Anyone who has run a marathon, a half marathon, or pretty much any race, has probably tapered. We taper down to an event, running less and slower, so that on race day our legs are fresh and ready to go. After the big day, however, it can seem like you’ve entered into another race — a race to get back to training as quickly as possible.
About a month ago, I raced the Chicago Marathon for the first time. My training for this race came at a stressful time in my life. At work I began teaching a new grade level, I was completing my last graduate school class, and I was finishing up my thesis. I was exhausted, stressed, and tired all the time. I often felt like my training was not up to par because of the life stress I was balancing. As the weeks passed, I began to feel anxious, ready for race day to arrive, just so it would be over and I could take some time off.
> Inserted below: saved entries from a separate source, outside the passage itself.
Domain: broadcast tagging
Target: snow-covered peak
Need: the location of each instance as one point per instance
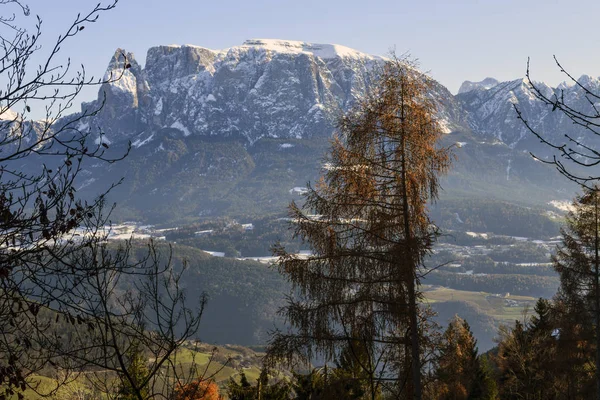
(485, 84)
(324, 51)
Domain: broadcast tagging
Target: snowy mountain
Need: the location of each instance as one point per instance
(485, 84)
(236, 130)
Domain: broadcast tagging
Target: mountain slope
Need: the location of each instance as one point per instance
(232, 132)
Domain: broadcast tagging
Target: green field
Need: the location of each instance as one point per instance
(218, 363)
(495, 307)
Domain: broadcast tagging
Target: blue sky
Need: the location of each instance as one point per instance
(453, 40)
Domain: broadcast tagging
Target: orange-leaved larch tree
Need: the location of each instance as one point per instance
(367, 225)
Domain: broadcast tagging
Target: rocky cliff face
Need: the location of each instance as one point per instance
(218, 131)
(263, 88)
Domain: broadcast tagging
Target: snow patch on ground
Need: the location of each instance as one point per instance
(298, 190)
(158, 109)
(139, 142)
(102, 139)
(181, 127)
(562, 205)
(324, 51)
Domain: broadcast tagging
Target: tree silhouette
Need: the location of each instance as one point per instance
(367, 225)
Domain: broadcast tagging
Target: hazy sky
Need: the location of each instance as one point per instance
(454, 40)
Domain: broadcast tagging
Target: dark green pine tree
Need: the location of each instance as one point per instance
(133, 386)
(242, 390)
(458, 364)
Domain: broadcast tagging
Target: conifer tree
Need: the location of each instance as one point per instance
(367, 225)
(458, 365)
(577, 262)
(133, 385)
Throughout my training, I took more than a few unplanned rest days due to travel, injury scares, and just plain tiredness. With each rest day, I was weary and couldn’t help but think of others around me, getting their miles in and making it look easy. As running friends near and far finished their fall marathons and 50k’s, I started noticing a trend. After running a marathon (or more), everyone was back on the roads or trails less than a week after their race.
When I ran my second marathon in October of 2014, the Marine Corps Marathon, I was struggling with a disordered relationship with food and exercise. I could not wait to finish that race so I could take the following day off from work and eat whatever I wanted. Monday, the day following the race, I indulged in all the foods I had been telling myself were off limits for years. After running 26 miles, I finally felt I could justify what I was eating. But by Tuesday, the food and exercise guilt seeped back in. No more than 48 hours after running a marathon, I was anxious and stressed because I felt such a severe need to run. On Wednesday, I started running again and I didn’t take a break longer than that again until April of 2016 after the Boston Marathon. After that race, I took 4 days off before running again, despite a torn hamstring.
As I reflect on how I’ve handled race recovery in the past and observe how others practice recovery, I get the sense that the real race comes after the big day. It feels like everyone wants to be the first to log a run after crossing the finish line.
There is a misconception in the distance running world that the less time you take off after a big race, the better an athlete you must be.
Before Chicago, I knew I would need some serious down time post-race but I also worried about what others around me would think if I took more than a few days off of running. I feared being viewed as lazy or weak. But the more I thought about it, the more I realized that these thoughts were reminiscent of the eating disorder that once consumed me. I was succumbing to the trap of comparison and I was failing to focus on what my body needed.
Despite the rollercoaster my training took me on, Chicago turned out to be the race of my life (so far), and I ran an 8 minute personal record. After the race, I forced the negative comparison thoughts out of my head and told myself I would truly recover before I laced up again. I ended up taking 8 of the 14 days following the race completely off. The days that I did happen to run I ran easy and I ran because I truly wanted to. In the three weeks after the race, whenever I put my shoes on, before I headed out the door I asked myself why I was running. If my gut said anything other other than “because I feel like it”, I turned around and enjoyed another day off (#RestDayBrags). If I ran because I felt like I needed to or I felt like I would “get out of shape” then I knew I wasn’t truly honoring my body.
Tapering down to a big race is important to achieving your short term race goals, but tapering back up is even more important if you hope to have a long, healthy running life.
It wasn’t until last week, four weeks post-race, that I ran my typical 6-day training week again, and even that was lower than average mileage. During my taper leading up to the race I ran a light workout and a 10-mile long run. This past week I ran the same light workout and the same 10 mile long run I ran during my taper — and it felt even easier. After some extra time off and easing back into it, I feel more ready to train hard than I have in a very long time. Tapering down to a big race is important to achieving your short term race goals, but tapering back up is even more important if you hope to have a long, healthy running life.